India has a very rich tradition of cultural heritage, but most of it being in the garb of symbols is difficult to understand.
The Aranyakas, a class of Vedic Literature, are conspicuous for treating a part or whole of a sacrifice as a representation of some spiritual activity or as a symbol of the Sun. Samvatsara. Purusa or Brahman etc., thereby revolutionising the Brahmanic religion of sacrifice and bringing it back to its age-old right track of metaphysical spiritualism : Purusa evedam sarvam (Rv.X. 90.2) and ethics of duty for duty sake: Yajfiena Yajnamayajanta devah (R.V.I. 164.50; X.90.16).
This revolution infuses a new life into Indian Culture and makes it potent enough to serve for ever as a guiding star for the seeker of Truth.
The present work is primarily concerned in elaborating the process of the above mentioned revolution on scientific, historical and comparative lines. The author will deem herself successful in her attempt if this work succeeds in imparting an understanding of the spirit of the Aranyakas.
• The principal contents of the work are: A Critical and historical study of symbolism.
• Derivational definition and classification of the AraJ.lyakas.
• A Critical and comparative study of symbols in the Aranyakas.
• Causes of symbolic interpretations of sacrifice in the Aranyakas.
• The impact of the symbolism of the Aranyakas on the upanisads.
• Appendix-A few theories on symbolism. Bibliography.
• General index.
Born in 1951, Dr. Usha Grover received her early education in Delhi. Threafter, she obtained her B.A. (Hons.) in 1971, M.A. in 1973, M.Phil. in 1981 and Ph.D. in 1986, all degrees from Delhi University. She has following academic works to her credit:
(i) "Samkara Bhasya on the Taittriya Upanisad (M.Phil. Dissertation unpublisheded.)
(ii) Symbolism in the Aranyakas and their impact on the Upanisads:- (Ph.D. thesis published).
(iii) "Justification of Divinization of the Sun in the Taittiriya Aranyaka", - (A Research Paper published).
(iv) Scope of Dharma-Sastras in the modern times with reference to caste- system:-(A research paper presented in a seminar under print).
(v) "Symbolic and Philosophical significance of Yajnopavita"- (A Research Paper under print).
She was on teaching assignment as a lecturer in Sanskrit in Miranda House College, University of Delhi in 1986.
She was awarded the U.G.C. Research Associateship in January, 1987. Since then she is working on - :Symbolism in the Satapatha Brahmana" .
Subsequently, she plans to undertake another wider project - :Symbolism in the Puranas" in order to explain their actual contribution to Indian culture.
During my early years at the College, when I was studying the history of Sanskrit Literature, I read that a cultural uphea, val of such immense magnitude took place at the time of the Aranyakas as completely changed the outlook of the following generations of Indians.
No deep study touching the inner core of their nature barring a few stray translations and casual studies at the superficial level has been carried out.

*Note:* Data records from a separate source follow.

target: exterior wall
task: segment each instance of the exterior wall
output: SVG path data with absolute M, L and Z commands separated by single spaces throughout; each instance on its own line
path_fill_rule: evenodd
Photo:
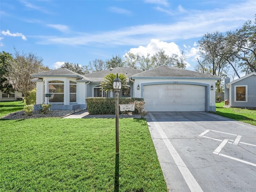
M 232 107 L 256 108 L 256 76 L 252 75 L 230 85 L 230 103 Z M 247 102 L 235 102 L 235 86 L 247 86 Z
M 22 94 L 18 91 L 14 92 L 14 97 L 11 98 L 4 98 L 2 96 L 2 93 L 0 91 L 0 101 L 17 101 L 22 98 Z
M 136 88 L 135 89 L 135 97 L 143 97 L 143 86 L 150 84 L 188 84 L 192 85 L 198 85 L 204 86 L 206 89 L 206 111 L 216 111 L 216 107 L 215 105 L 215 80 L 212 79 L 146 79 L 144 78 L 135 79 L 134 80 L 135 87 L 140 85 L 139 90 Z M 210 87 L 213 85 L 214 87 L 214 90 L 210 90 Z

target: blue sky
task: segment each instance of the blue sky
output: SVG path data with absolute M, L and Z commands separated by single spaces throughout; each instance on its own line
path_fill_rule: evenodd
M 33 52 L 52 69 L 129 51 L 184 50 L 193 70 L 204 34 L 240 28 L 256 10 L 255 0 L 1 0 L 0 49 Z

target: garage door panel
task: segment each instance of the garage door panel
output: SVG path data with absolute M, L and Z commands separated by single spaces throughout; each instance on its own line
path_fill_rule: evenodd
M 189 84 L 144 86 L 148 111 L 204 111 L 205 87 Z

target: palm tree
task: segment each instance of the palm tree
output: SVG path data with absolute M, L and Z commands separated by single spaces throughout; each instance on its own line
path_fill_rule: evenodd
M 118 75 L 118 73 L 114 74 L 113 73 L 110 73 L 106 75 L 104 77 L 104 81 L 100 83 L 100 86 L 101 87 L 101 90 L 105 91 L 112 91 L 114 92 L 114 90 L 113 88 L 113 82 L 114 80 L 118 76 L 121 81 L 122 89 L 122 90 L 125 90 L 127 88 L 127 82 L 126 82 L 126 77 L 124 74 L 120 74 Z

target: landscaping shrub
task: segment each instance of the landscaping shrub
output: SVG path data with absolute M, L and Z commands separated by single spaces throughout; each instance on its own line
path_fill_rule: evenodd
M 127 104 L 135 101 L 143 101 L 143 98 L 119 98 L 119 104 Z M 88 112 L 91 115 L 114 114 L 114 98 L 88 97 L 86 99 Z M 133 114 L 139 114 L 137 109 L 131 112 Z
M 32 115 L 34 110 L 34 105 L 27 105 L 24 106 L 24 112 L 27 115 Z
M 28 94 L 28 96 L 26 98 L 26 103 L 28 105 L 34 105 L 36 101 L 36 88 L 29 92 Z

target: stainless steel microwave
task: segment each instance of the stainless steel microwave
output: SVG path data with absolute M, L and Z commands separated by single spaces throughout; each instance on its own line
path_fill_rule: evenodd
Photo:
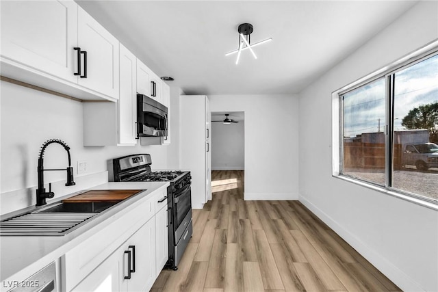
M 166 137 L 168 108 L 144 94 L 137 94 L 137 137 Z

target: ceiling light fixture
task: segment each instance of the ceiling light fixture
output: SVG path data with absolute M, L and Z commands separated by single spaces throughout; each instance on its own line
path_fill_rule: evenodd
M 251 36 L 250 34 L 254 31 L 254 27 L 253 25 L 250 23 L 242 23 L 237 27 L 237 31 L 239 32 L 239 48 L 237 50 L 231 51 L 231 52 L 227 53 L 225 54 L 226 56 L 229 56 L 233 53 L 237 53 L 237 59 L 235 61 L 236 65 L 239 64 L 239 59 L 240 59 L 240 54 L 242 51 L 249 49 L 251 51 L 251 53 L 254 56 L 255 59 L 257 58 L 257 56 L 255 55 L 255 53 L 253 50 L 253 48 L 255 46 L 258 46 L 259 44 L 264 44 L 265 42 L 270 42 L 272 40 L 272 38 L 268 38 L 266 40 L 261 40 L 260 42 L 255 42 L 253 44 L 251 44 Z M 244 47 L 245 45 L 245 47 Z

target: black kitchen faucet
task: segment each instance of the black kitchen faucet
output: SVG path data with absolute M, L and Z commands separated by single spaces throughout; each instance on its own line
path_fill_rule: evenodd
M 67 155 L 68 156 L 68 167 L 66 169 L 52 169 L 52 170 L 44 170 L 43 166 L 44 163 L 44 152 L 46 150 L 46 148 L 52 143 L 57 143 L 61 144 L 64 148 L 67 151 Z M 70 147 L 62 140 L 59 139 L 51 139 L 50 140 L 46 141 L 46 142 L 42 144 L 42 147 L 40 150 L 40 157 L 38 158 L 38 188 L 36 190 L 36 206 L 42 206 L 47 204 L 46 198 L 53 198 L 55 194 L 51 191 L 52 184 L 49 183 L 49 192 L 46 192 L 46 189 L 44 187 L 44 172 L 47 170 L 66 170 L 67 171 L 67 183 L 66 183 L 66 185 L 75 185 L 76 183 L 73 181 L 73 168 L 71 167 L 71 161 L 70 159 Z

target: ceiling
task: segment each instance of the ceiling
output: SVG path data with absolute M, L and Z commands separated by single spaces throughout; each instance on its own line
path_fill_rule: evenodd
M 244 113 L 243 111 L 212 111 L 211 121 L 224 120 L 225 114 L 229 114 L 228 118 L 242 122 L 244 120 Z
M 298 93 L 411 8 L 406 1 L 77 1 L 186 94 Z M 237 26 L 254 26 L 236 55 Z

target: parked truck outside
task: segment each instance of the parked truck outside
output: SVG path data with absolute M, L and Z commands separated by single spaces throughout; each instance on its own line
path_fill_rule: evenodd
M 418 170 L 438 168 L 438 145 L 435 143 L 406 144 L 402 154 L 402 167 L 415 165 Z

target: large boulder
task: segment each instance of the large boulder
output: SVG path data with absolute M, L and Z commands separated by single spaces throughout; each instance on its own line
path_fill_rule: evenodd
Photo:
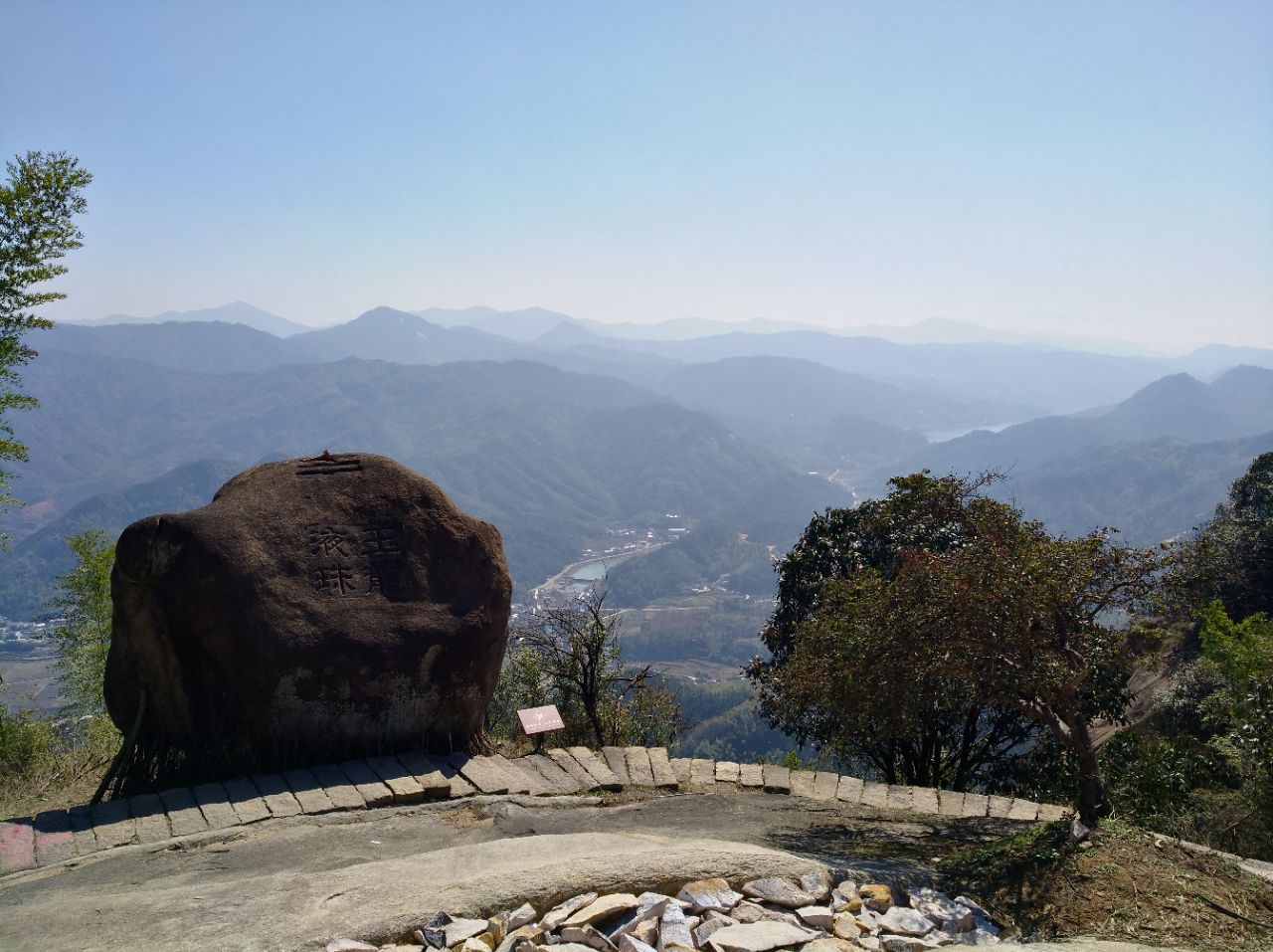
M 499 532 L 435 484 L 325 453 L 135 522 L 111 591 L 106 703 L 122 732 L 140 724 L 125 771 L 186 779 L 465 747 L 512 587 Z

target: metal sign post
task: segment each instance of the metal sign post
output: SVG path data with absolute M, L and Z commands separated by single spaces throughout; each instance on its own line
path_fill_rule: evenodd
M 555 704 L 542 708 L 526 708 L 517 711 L 517 719 L 522 722 L 522 731 L 527 737 L 535 738 L 535 752 L 544 747 L 544 734 L 549 731 L 560 731 L 565 727 L 561 722 L 561 713 Z

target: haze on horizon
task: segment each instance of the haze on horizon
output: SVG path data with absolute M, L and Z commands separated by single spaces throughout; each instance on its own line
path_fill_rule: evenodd
M 9 0 L 60 319 L 242 299 L 1273 346 L 1264 3 Z

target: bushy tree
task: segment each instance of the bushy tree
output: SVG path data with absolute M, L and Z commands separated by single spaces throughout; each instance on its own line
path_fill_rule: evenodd
M 1193 617 L 1218 599 L 1231 619 L 1273 615 L 1273 453 L 1251 461 L 1228 501 L 1167 552 L 1160 608 Z
M 1234 621 L 1212 602 L 1200 635 L 1203 657 L 1223 678 L 1217 700 L 1227 714 L 1225 739 L 1245 785 L 1273 813 L 1273 619 L 1258 612 Z
M 788 579 L 788 564 L 808 568 L 799 546 L 779 566 L 773 658 L 750 668 L 763 710 L 845 745 L 868 729 L 948 737 L 952 723 L 933 719 L 971 705 L 985 714 L 953 723 L 985 737 L 987 714 L 1015 711 L 1073 756 L 1080 817 L 1095 823 L 1110 802 L 1090 724 L 1127 701 L 1125 636 L 1106 619 L 1143 596 L 1153 560 L 1106 531 L 1054 537 L 980 495 L 984 481 L 920 472 L 891 485 L 816 540 L 836 571 Z
M 771 724 L 886 783 L 965 790 L 1006 774 L 1037 731 L 1029 718 L 970 695 L 948 666 L 876 663 L 887 625 L 880 587 L 908 554 L 962 545 L 969 500 L 988 481 L 900 477 L 886 499 L 810 521 L 777 566 L 775 608 L 761 633 L 770 659 L 747 668 Z
M 681 729 L 676 697 L 649 666 L 620 654 L 621 616 L 596 589 L 513 626 L 490 722 L 516 737 L 516 711 L 555 704 L 565 729 L 554 739 L 596 746 L 666 745 Z
M 6 169 L 8 182 L 0 185 L 0 461 L 22 461 L 27 448 L 6 415 L 36 405 L 18 389 L 18 368 L 36 356 L 24 336 L 52 325 L 36 308 L 66 297 L 36 288 L 65 274 L 59 260 L 80 247 L 84 235 L 74 218 L 87 207 L 83 191 L 93 177 L 66 153 L 29 151 Z M 4 493 L 10 477 L 0 470 L 0 504 L 14 501 Z
M 62 695 L 80 714 L 106 713 L 102 696 L 106 655 L 111 648 L 111 568 L 115 541 L 101 529 L 88 529 L 66 540 L 75 565 L 57 578 L 52 606 L 62 615 L 53 629 L 60 655 L 55 669 Z

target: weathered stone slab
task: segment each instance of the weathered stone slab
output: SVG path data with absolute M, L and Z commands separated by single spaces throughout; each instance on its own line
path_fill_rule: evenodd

Thus a deep feeling of curiosity and an acute desire to work upon them got rooted in me right from those days. I was eager to fathom and explore the exact nature of that upheaval, its causes and impact on future Indian life.
As the opportunity of independent research opened itself to me, my long cherished desire woke up once again. I decided to work for my Ph.D. degree on the topic: "A Critical Study of the Symbolism in the Aranyakas and their Impact on the Upanisads," The Research Degree Committee of the Department of Sanskrit, University of Delhi approved of the topic. I have devised my research work into eight chapters the outlines of which are clear from the table of contents.

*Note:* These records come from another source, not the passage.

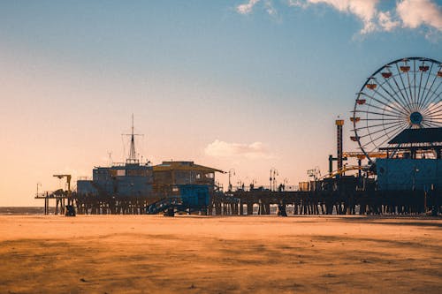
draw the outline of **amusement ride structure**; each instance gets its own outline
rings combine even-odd
[[[77,191],[35,196],[57,199],[56,214],[70,208],[79,214],[269,215],[277,206],[293,215],[442,213],[442,63],[424,57],[401,58],[371,74],[356,94],[350,121],[351,140],[360,151],[343,148],[344,120],[336,124],[336,156],[329,155],[329,172],[309,170],[313,180],[297,188],[241,185],[223,191],[215,173],[223,170],[194,162],[141,162],[135,151],[133,118],[129,156],[93,170],[92,179],[79,178]],[[344,163],[349,158],[357,165]],[[367,162],[362,164],[362,161]],[[333,170],[333,162],[337,169]],[[346,175],[349,171],[354,175]],[[70,175],[56,175],[58,178]],[[38,187],[38,185],[37,185]]]

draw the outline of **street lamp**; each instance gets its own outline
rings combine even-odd
[[[275,168],[271,169],[271,191],[276,190],[276,176],[279,176],[278,170]]]
[[[35,196],[38,197],[38,186],[42,187],[42,183],[37,183],[37,194]]]
[[[232,174],[233,174],[233,176],[235,175],[235,170],[234,169],[230,169],[229,170],[229,191],[232,191],[232,183],[230,182],[230,177],[232,177]]]

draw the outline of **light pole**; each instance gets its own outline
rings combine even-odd
[[[234,169],[230,169],[229,170],[229,191],[232,191],[232,183],[230,182],[230,178],[232,177],[232,174],[233,174],[233,176],[235,175],[235,170]]]
[[[276,176],[279,176],[278,170],[275,168],[271,169],[271,191],[276,190]]]
[[[37,194],[35,196],[38,197],[38,186],[42,187],[42,183],[37,183]]]
[[[285,177],[284,182],[282,182],[284,191],[286,191],[286,185],[288,185],[288,178],[286,178],[286,177]]]

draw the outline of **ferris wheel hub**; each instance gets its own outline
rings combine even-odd
[[[423,117],[420,112],[415,111],[412,114],[410,114],[410,123],[412,124],[421,124],[423,120]]]

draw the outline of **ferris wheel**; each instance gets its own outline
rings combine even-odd
[[[370,153],[388,146],[405,129],[442,126],[442,63],[408,57],[376,71],[356,94],[354,135],[369,161]]]

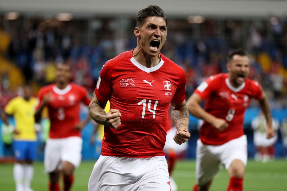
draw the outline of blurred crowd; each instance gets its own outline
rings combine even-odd
[[[54,81],[57,63],[69,63],[73,81],[92,93],[105,62],[136,45],[134,19],[121,26],[115,19],[2,20],[0,29],[8,34],[10,42],[1,55],[21,69],[25,80],[39,86]],[[226,72],[228,53],[243,48],[250,54],[249,77],[262,85],[272,108],[287,107],[287,21],[275,17],[189,21],[169,20],[161,51],[185,71],[186,97],[208,76]],[[7,76],[11,74],[1,74],[2,94],[12,96],[16,92],[5,92]]]

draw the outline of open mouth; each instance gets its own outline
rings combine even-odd
[[[153,40],[150,43],[150,48],[153,50],[156,51],[159,47],[160,43],[159,40]]]
[[[238,77],[244,78],[245,77],[245,75],[244,74],[238,74]]]

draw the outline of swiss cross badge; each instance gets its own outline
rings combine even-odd
[[[172,86],[170,84],[170,81],[163,82],[163,85],[164,86],[165,90],[170,90],[172,89]]]

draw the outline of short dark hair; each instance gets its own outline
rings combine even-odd
[[[237,49],[232,50],[228,54],[228,56],[227,56],[227,63],[229,63],[232,60],[233,56],[237,55],[248,56],[248,54],[246,50],[243,49]]]
[[[167,18],[161,8],[156,5],[149,5],[139,11],[137,14],[137,27],[141,26],[146,18],[148,17],[159,17],[165,20],[165,24],[167,26]]]

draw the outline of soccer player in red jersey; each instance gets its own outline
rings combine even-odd
[[[230,177],[228,191],[243,189],[247,162],[247,141],[243,128],[244,113],[252,98],[257,100],[266,119],[267,138],[274,136],[269,102],[260,85],[247,78],[250,60],[237,49],[227,58],[228,73],[211,76],[187,101],[189,112],[204,121],[196,148],[197,184],[194,190],[208,190],[223,164]],[[199,104],[206,100],[203,110]]]
[[[46,106],[51,122],[44,160],[46,171],[50,174],[50,191],[60,190],[60,172],[63,175],[63,190],[70,190],[74,170],[80,165],[81,158],[83,141],[80,131],[89,119],[87,117],[80,121],[80,103],[88,106],[91,99],[85,88],[70,82],[71,70],[68,64],[59,65],[55,83],[42,87],[38,96],[36,121],[40,121]]]
[[[159,52],[166,17],[160,7],[149,6],[137,19],[137,47],[104,65],[89,106],[91,117],[105,125],[89,191],[170,190],[163,148],[171,103],[174,141],[180,144],[190,137],[184,71]]]

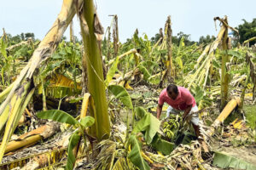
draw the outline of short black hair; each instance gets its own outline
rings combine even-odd
[[[174,92],[176,94],[177,94],[177,87],[175,84],[170,84],[167,88],[167,92]]]

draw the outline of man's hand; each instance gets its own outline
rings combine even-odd
[[[192,109],[192,105],[189,105],[185,110],[184,113],[183,115],[183,120],[184,121],[187,117],[187,116],[189,115],[189,113],[191,111]]]
[[[163,108],[163,105],[157,105],[157,109],[156,109],[156,118],[160,119],[160,116],[161,116],[161,113],[162,113],[162,108]]]

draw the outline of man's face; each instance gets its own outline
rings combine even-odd
[[[172,90],[167,92],[167,94],[169,96],[169,98],[171,98],[172,99],[176,99],[177,94],[175,94],[174,92],[172,92]]]

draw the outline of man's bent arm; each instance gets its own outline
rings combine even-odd
[[[183,113],[183,119],[189,115],[189,113],[190,112],[191,109],[192,109],[192,105],[189,105],[189,106],[184,110],[184,113]]]
[[[156,117],[157,117],[158,119],[160,119],[160,116],[161,116],[161,113],[162,113],[162,108],[163,108],[163,105],[157,105],[157,109],[156,109]]]

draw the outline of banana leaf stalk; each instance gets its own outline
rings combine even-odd
[[[86,71],[88,76],[88,90],[90,99],[90,114],[95,118],[90,134],[98,140],[109,138],[110,123],[108,113],[107,98],[104,87],[102,61],[97,38],[103,34],[98,20],[93,1],[84,1],[79,13],[81,32],[84,42]],[[96,38],[97,37],[97,38]]]
[[[8,153],[24,146],[35,144],[43,139],[45,139],[47,138],[49,138],[53,134],[55,134],[58,129],[58,124],[55,122],[49,122],[47,125],[42,126],[29,133],[22,134],[17,139],[8,143],[4,153]]]
[[[224,19],[225,23],[228,24],[227,16]],[[225,26],[224,25],[224,26]],[[221,108],[224,108],[228,100],[229,94],[229,74],[227,73],[226,63],[229,62],[228,56],[228,28],[226,27],[225,31],[224,33],[223,40],[222,40],[222,47],[223,50],[224,50],[224,54],[222,56],[221,61]]]
[[[77,2],[79,7],[82,1]],[[8,105],[10,105],[9,106],[12,107],[12,110],[9,114],[9,116],[5,128],[4,136],[0,146],[0,162],[6,144],[14,133],[20,120],[19,118],[25,110],[25,108],[29,103],[29,99],[34,92],[34,88],[31,89],[30,88],[32,76],[34,75],[36,69],[41,65],[43,61],[48,60],[56,48],[58,42],[61,41],[64,31],[73,18],[75,13],[74,0],[63,0],[61,11],[59,14],[58,18],[44,37],[44,40],[40,42],[38,48],[34,51],[26,66],[20,71],[20,76],[15,81],[13,88],[9,93],[9,95],[1,104],[0,116],[4,115],[3,113],[6,112],[7,108],[9,107]],[[2,123],[4,124],[5,122]]]
[[[122,60],[122,58],[125,57],[126,55],[129,55],[129,54],[135,54],[135,53],[137,53],[137,49],[136,49],[136,48],[132,48],[132,49],[131,49],[131,50],[129,50],[129,51],[124,53],[123,54],[120,54],[120,55],[117,56],[117,57],[118,57],[119,60]],[[108,62],[108,66],[109,66],[110,65],[112,65],[112,64],[114,62],[114,60],[115,60],[115,59],[111,60]]]
[[[215,129],[224,122],[224,121],[229,116],[229,115],[232,112],[232,110],[239,105],[241,103],[240,98],[231,99],[226,106],[224,108],[222,112],[212,124],[212,127],[209,130],[207,130],[207,133],[209,136],[212,136]]]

I feel really proud of having worked under the supervision of Dr. Baldev Raj Sharma, who relishes in tackling the challenging problems, spares no pains in unfolding and interpreting the mystic lore enshrouded in the archaic language, outdated proverbs, unyielding parables, allegories and myths. I express my thankful gratitude for him for his kind guidance.
At this moment I cannot forget my parents who very affectionately infused in me the interest and respect for the cultural heritage of India.
I have a deep sense of respect and gratitude for my in-laws, as their loving and encouraging behaviour has obliged me a lot. I am also very grateful to my husband Mr. Lachhman Dass Grover as his loving and encouraging co-operation helped me in completing this work.
I have a deep' sense of reverence and incalculable obligations for the seers on whose works I studied. I deeply express my thanks for the Bhasyakaras, commentators, translators.
lexicographers, researchers and other scholars whose works equipped me to understand the Aranyakas in order to analyse them and to draw inferences from them.
I cannot forget the prompt help I received from the librarians and staff members of the Central Library of Delhi University. and the Rama Krishna Mission Library, New Delhi.
I am also thankful to Dr. S. K. Sharma who spent his valuable time in editing my book from language point of view. Finally I thank my printer Mr. Arora for his ready cooperation and excellent performance.
I will feel fully compensated if my this publication somehow succeeds in fulfilling the expectations of the readers in the field of the study of the Aranyakas.